Not necessarily, but the transfer is a signal worth reading carefully because it points in one of two directions and which one matters a great deal.
When an inmate gets into a fight, spends three weeks in the hole, and then gets transferred to a different facility, the move is almost always deliberate. Facilities do not transfer people after a fight without a reason, and there are two common ones.
The first is that he was the aggressor or a willing participant and the fight was serious enough to trigger a custody level increase. In that case the transfer is to a higher security facility, which is a direct consequence of the incident. A custody increase also typically comes with loss of good time credits, which does push the release date back. How much depends on what the Disciplinary Hearing Officer decided and how many credits he had accumulated. It does not automatically mean the maximum sentence, but losing good time is a real and concrete setback.
The second possibility is that he was the victim, or was caught in a situation where his safety in the original facility could no longer be guaranteed. In that case the transfer is protective, moving him somewhere he can safely return to general population without the same threat present. That kind of transfer does not carry the same disciplinary weight and would not affect his good time credits or push him toward a maximum sentence.

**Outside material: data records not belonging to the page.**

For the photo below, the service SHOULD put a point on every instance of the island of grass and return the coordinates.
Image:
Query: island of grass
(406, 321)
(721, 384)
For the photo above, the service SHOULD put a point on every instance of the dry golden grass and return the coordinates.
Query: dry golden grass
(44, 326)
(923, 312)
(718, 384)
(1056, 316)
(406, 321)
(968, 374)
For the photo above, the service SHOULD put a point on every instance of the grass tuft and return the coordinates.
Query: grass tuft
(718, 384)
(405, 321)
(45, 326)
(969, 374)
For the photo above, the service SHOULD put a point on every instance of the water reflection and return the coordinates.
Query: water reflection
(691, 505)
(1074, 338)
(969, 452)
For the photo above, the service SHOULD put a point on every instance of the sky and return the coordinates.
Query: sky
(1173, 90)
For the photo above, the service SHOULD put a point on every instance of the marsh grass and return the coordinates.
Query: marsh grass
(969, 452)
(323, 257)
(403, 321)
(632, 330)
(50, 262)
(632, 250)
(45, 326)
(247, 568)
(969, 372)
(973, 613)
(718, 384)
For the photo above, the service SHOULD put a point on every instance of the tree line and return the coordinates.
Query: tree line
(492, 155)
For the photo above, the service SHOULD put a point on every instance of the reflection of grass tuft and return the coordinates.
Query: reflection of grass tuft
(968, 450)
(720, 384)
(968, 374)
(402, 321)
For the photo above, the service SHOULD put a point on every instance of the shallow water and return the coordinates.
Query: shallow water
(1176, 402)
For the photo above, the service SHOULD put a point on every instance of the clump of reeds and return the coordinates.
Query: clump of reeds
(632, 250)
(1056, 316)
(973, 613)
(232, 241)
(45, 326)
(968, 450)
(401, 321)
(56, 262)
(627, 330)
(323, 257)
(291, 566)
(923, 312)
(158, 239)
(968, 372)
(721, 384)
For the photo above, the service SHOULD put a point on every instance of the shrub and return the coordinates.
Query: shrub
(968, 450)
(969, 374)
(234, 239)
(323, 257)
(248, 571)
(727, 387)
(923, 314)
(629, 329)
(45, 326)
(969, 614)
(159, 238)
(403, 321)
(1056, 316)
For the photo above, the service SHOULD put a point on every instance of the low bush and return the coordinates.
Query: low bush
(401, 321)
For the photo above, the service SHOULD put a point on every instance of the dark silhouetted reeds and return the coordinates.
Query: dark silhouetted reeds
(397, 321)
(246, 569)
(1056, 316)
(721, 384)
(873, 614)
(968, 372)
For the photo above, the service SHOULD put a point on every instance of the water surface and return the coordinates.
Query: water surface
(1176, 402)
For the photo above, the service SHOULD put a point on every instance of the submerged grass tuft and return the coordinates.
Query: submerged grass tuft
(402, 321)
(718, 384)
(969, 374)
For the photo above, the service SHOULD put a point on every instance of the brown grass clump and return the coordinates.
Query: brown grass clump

The way to tell which situation applies is to ask him directly and also to find out what his new custody level is. If he went up in security classification, the fight was likely treated as his fault or at a minimum a mutual participation. If his classification stayed the same or the new facility is comparable to the old one, the transfer was more likely protective.
Either way his good time credit balance is the number to watch, and his case manager at the new facility can tell him exactly where that stands.